In the extremely unlikely event of my Rohloff hub catastrophically failing my rear drop out will accommodate a single speed wheel or a derailleur set up. Any failure of the rear wheel could be a major inconvenience in remote areas but on the two occasions that it's happened to me with derailleured rear wheels I simply bought a replacement wheel, once in Dumfries and once in Dijon.

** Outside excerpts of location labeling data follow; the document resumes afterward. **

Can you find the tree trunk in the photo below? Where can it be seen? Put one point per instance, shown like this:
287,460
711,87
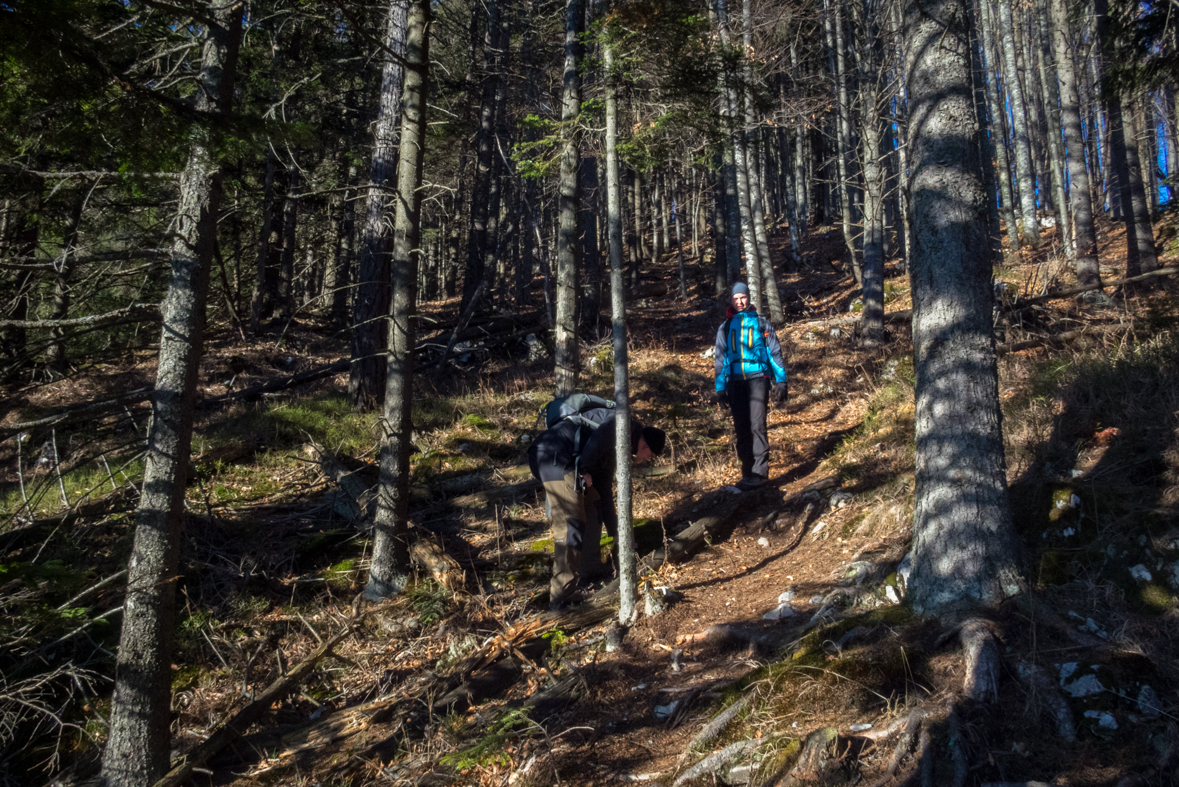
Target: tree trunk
832,22
756,193
966,549
390,544
873,273
56,357
568,247
999,125
1085,242
342,282
370,304
137,751
1139,206
626,554
1048,87
1025,173
263,284
287,278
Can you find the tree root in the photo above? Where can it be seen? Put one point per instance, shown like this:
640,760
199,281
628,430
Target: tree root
1038,681
718,723
715,762
914,722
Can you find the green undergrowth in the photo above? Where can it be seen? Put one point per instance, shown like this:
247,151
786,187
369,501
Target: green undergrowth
1094,437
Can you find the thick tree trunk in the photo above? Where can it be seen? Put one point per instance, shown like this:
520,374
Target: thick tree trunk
965,543
626,553
390,544
1085,242
137,751
568,247
1025,174
370,304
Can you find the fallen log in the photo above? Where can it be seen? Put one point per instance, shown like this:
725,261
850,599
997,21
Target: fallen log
356,502
243,719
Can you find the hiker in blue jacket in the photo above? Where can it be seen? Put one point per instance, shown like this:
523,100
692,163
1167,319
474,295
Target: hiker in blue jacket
575,462
748,363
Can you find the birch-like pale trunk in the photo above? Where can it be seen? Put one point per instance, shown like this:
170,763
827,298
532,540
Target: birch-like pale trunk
390,569
139,742
370,303
965,547
1025,173
627,570
1085,240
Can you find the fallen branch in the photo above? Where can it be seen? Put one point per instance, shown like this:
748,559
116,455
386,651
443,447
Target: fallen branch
1038,681
144,310
356,502
236,727
1086,288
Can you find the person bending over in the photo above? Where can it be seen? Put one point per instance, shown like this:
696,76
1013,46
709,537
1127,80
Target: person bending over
575,462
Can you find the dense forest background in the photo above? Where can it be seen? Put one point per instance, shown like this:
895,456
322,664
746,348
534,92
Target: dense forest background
406,206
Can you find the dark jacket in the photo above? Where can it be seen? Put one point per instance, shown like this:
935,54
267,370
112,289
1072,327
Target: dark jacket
570,447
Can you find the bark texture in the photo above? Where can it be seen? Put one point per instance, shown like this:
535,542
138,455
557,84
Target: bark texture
965,542
137,751
390,546
371,301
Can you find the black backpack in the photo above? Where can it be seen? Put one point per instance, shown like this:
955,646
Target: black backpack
570,408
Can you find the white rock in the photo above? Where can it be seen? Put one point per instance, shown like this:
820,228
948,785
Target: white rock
840,498
1140,573
1085,686
779,612
903,570
664,711
1105,720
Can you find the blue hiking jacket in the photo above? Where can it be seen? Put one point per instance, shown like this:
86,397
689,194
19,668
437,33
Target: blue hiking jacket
748,349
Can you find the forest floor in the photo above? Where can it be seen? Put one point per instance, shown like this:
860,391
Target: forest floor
786,614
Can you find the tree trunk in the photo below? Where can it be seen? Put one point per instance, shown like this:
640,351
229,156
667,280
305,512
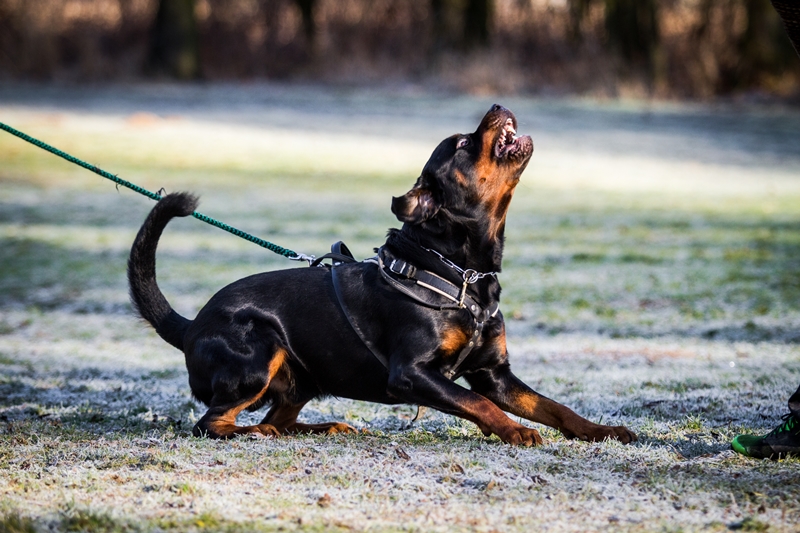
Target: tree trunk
174,49
790,13
477,21
307,8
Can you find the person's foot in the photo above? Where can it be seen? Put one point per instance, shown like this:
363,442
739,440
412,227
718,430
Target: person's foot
783,441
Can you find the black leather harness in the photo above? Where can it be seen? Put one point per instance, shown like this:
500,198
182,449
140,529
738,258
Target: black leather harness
422,286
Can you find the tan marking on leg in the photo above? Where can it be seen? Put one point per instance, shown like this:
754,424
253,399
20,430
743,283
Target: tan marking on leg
453,341
223,425
491,419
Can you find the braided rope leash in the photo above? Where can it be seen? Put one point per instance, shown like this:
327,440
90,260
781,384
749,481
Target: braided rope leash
285,252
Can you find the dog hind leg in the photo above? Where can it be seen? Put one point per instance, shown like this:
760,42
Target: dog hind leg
284,418
228,401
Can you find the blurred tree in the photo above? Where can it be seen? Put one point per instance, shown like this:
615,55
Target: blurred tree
632,27
174,48
477,22
307,8
789,11
578,9
763,47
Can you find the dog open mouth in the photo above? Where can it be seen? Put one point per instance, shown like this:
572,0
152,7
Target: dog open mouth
508,145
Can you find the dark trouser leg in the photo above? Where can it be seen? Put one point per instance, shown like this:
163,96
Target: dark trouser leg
794,403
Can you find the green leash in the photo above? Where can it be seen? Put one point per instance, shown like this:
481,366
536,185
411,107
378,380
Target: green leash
290,254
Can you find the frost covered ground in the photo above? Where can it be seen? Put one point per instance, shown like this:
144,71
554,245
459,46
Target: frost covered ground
652,278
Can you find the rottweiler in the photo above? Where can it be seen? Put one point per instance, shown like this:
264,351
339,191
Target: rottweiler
400,327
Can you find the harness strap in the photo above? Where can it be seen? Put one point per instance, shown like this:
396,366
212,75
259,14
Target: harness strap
430,281
364,339
423,278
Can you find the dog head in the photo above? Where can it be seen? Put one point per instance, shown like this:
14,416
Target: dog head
470,176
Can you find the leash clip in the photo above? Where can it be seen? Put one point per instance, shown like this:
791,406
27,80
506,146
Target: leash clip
303,257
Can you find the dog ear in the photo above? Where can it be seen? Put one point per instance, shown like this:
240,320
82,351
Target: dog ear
414,207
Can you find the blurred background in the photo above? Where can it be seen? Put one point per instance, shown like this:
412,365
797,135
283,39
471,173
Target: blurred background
607,48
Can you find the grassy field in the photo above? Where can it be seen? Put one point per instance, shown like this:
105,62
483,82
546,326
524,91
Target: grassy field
651,278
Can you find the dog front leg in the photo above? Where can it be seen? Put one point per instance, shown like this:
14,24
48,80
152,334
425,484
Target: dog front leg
430,388
506,390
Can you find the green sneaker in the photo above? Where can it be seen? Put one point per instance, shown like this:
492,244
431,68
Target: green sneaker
783,441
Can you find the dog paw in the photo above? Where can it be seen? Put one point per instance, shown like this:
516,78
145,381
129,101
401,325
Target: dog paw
598,433
265,430
340,427
520,436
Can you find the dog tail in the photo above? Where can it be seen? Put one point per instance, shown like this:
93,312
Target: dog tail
145,294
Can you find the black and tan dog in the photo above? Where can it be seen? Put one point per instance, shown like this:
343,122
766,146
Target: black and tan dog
398,328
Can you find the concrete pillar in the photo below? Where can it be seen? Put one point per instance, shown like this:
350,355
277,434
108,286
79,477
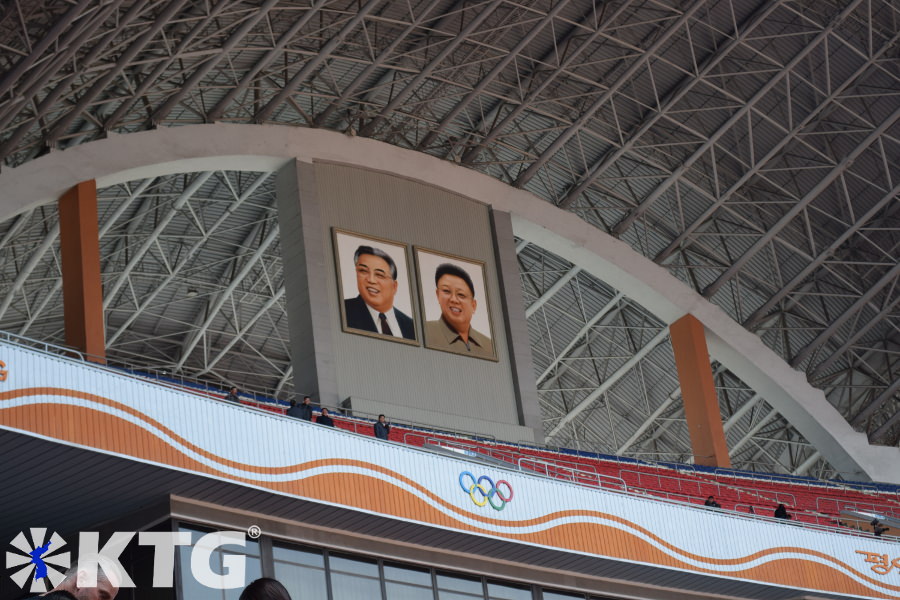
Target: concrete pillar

While cycling in Washington State this summer, I met a couple of Scots whose Rohloff hub on their tandem was leaking far more oil than it should. The hub will run perfectly fine without the full complement of oil but someone following the couple on CGOAB found a Rohloff agent on their route and had the failure diagnosed and replacement seals shipped ahead of their arrival at the agent's.
The 'problems' with Rohloff hubs are mostly illusory.
That is the critical bit, IF your rear drop out can ALSO take a dérailleur, then I'd also go with Rohloff, as you have a get out option if it goes wrong.
But if the frame only offers one or the other, then I'd go with dérailleur.
To a lesser degree, the same applies to disk/catalever brakes, if the frame can take both, get disks, but you have a get out if needed
As a Thorn Nomad owner (1999 frame, 2001 bike, so pre Rohloff and Disks) when buying a tourer you start with something in the the Thorn range as the benchmark bike, as most of the frames take all the options, but I'm sure some other reputable tourers do as well.